Just as in her earlier works, the poor souls who inhabit these more recent plays are stuck repeating patterns within a damaging cosmology. Matricidal young men, vindictive young women, fame-hungry artists, ruthless Pulitzer-winning fathers, hapless romantics in a cancer ward, sisters pining for Moscow. The difference, though, is that in these latter plays this cosmology is one of their own making. It’s not some chilly omnipotent being who’s created this hell, but the choices these characters have made in response to the world they’re dealt. And intrinsic to the idea of choice is the possibility of an alternative choice. In I’m Gonna Pray For You So Hard, Ella has placed herself on the dartboard of her father’s cruelty, and she’s chosen to ascribe to his values. But in the end, as the lights black out on the story, she kneels to pray for help, and we see a glimmer of redemption, (a faraway glimmer, but a glimmer nonetheless). Just as the three Prozorov sisters in Halley’s version, even though happiness eludes them, choose to go to Moscow. 
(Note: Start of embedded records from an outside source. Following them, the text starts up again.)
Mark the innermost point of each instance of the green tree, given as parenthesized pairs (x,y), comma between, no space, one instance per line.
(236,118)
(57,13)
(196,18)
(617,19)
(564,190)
In The Pain of My Belligerence, the love between Cat and Guy is toxic, as is the patriarchal structure of the world they live in, as is the American political narrative that unfolds over the course of their relationship. But every level of toxicity at work in the play is only playing out because of the choice to buy into it, their choice and ours. The bad news for Cat and Guy is that the alternate choice is hardly apparent. The good news — for us if not for them — is that this aching world is penned by a writer who’s a connoisseur of the purest laugh, the highest joke, the laugh that can laugh at that which is unhappy. It makes the medicine go down.